Advierto que el título de esta columna tiene una puntada del que corresponde a la novela de Gabriel García Márquez, “El amor en los tiempos del cólera”. Con la explosión de la pandemia del COVID-19 es posible que “Nosotros los de entonces / ya no somos los mismos”, como lo sentenció Pablo Neruda en un poema nostálgico. La vida ha cambiado entre la amenaza y los miedos, la desolación del confinamiento y el tedio que destila la incertidumbre. Es una atmósfera de sombras que muerde como las olas agitadas a los náufragos.
El coronavirus tiene un impacto desgarrador y hasta devastador. Ha sumido al mundo, casi sin excepción, en una situación de emergencia colectiva, lo cual ha llevado a que los gobiernos y los diferentes sectores tomen medidas preventivas, de protección y de curación y promuevan así mismos controles para evitar una mayor propagación de la enfermedad.
Para levantar barreras contra los contagios se han variado los mismos rituales de las relaciones cotidianas entre las personas, hasta el punto del aislamiento y distanciamiento, incluido el saludo.
Mucho de lo que se ha dispuesto corresponde a la protección que se requiere. Confinamiento, toque de queda, limitación del transporte, cuarentena y otras restricciones hacen parte de la defensa de la vida. A esto se le agrega la destinación de recursos para atender a quienes están en déficit y no tienen ingresos para su subsistencia.

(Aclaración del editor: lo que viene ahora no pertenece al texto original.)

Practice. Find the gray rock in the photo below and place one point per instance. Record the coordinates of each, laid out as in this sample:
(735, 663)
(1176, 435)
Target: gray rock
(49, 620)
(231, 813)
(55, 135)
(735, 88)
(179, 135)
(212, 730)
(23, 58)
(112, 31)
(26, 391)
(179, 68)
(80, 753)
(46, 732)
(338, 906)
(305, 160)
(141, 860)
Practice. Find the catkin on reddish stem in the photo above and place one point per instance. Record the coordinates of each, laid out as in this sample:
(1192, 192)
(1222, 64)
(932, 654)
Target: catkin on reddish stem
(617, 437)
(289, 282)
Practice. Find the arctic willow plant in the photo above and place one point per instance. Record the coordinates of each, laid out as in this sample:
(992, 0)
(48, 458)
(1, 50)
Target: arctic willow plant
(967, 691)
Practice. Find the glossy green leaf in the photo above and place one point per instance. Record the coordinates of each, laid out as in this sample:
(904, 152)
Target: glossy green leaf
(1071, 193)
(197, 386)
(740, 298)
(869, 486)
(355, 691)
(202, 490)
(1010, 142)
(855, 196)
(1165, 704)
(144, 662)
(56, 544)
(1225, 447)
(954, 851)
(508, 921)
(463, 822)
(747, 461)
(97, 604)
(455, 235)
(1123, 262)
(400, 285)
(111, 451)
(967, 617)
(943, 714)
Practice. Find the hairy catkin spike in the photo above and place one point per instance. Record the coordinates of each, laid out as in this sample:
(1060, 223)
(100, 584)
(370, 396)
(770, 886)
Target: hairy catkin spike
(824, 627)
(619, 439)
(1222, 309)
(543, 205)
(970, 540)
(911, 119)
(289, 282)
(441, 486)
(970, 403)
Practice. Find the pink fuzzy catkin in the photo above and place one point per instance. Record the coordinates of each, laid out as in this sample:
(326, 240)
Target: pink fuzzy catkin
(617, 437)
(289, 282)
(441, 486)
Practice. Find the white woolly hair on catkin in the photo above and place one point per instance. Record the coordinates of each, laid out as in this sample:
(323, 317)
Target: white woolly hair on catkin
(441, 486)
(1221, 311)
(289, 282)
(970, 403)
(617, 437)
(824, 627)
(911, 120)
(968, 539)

Sin duda, hay un sentimiento de solidaridad, de comprensión de una realidad descomedida y aplastante.
Además de la postración a que lleva el virus, extrema las debilidades de los sectores vulnerables de la sociedad. La pobreza se hace más patética y se requiere una mayor atención para mitigar a los que se debaten en el vaivén de las estrecheces económicas, sin empleo, sin seguridad alimentaria, atrapados en la incertidumbre.
Se ha puesto en evidencia la profundidad de la desigualdad predominante y aunque esa develación ha suscitado manifestaciones de solidaridad, se imponen decisiones que le apuesten a cambios que hagan posible la erradicación de los factores que alimentan los distanciamientos clasistas en la sociedad. La falta de equidad es una de las heridas que deslucen la existencia humana, porque es caldo de cultivo de las discriminaciones y de comportamientos abusivos de quienes manejan las palancas del poder económico, con incidencias en las políticas públicas y en los actos de gobierno.
Este golpe atroz del COVID-19 debiera llevar a reflexiones correctivas. A la búsqueda de la vacuna que sirva para la contención del virus hay que agregar un cambio de conducta en la administración de los bienes disponibles en el mundo, cuya propiedad se basa en privilegios de unos pocos en detrimento de los derechos de la mayoría de los seres humanos que habitan la tierra.
Hay que derrotar no solamente el virus letal del COVID-19 sino también las fuentes que irrigan la pobreza en el mundo. Esta hay que curarla para siempre. Es el punto final a la tormenta desoladora de ese monstruo de la desigualdad extrema.
Puntada
Hay que sobrellevar el confinamiento sin sucumbir al derrotismo. Es lo que hará posible una travesía con lucidez, que evite la depresión.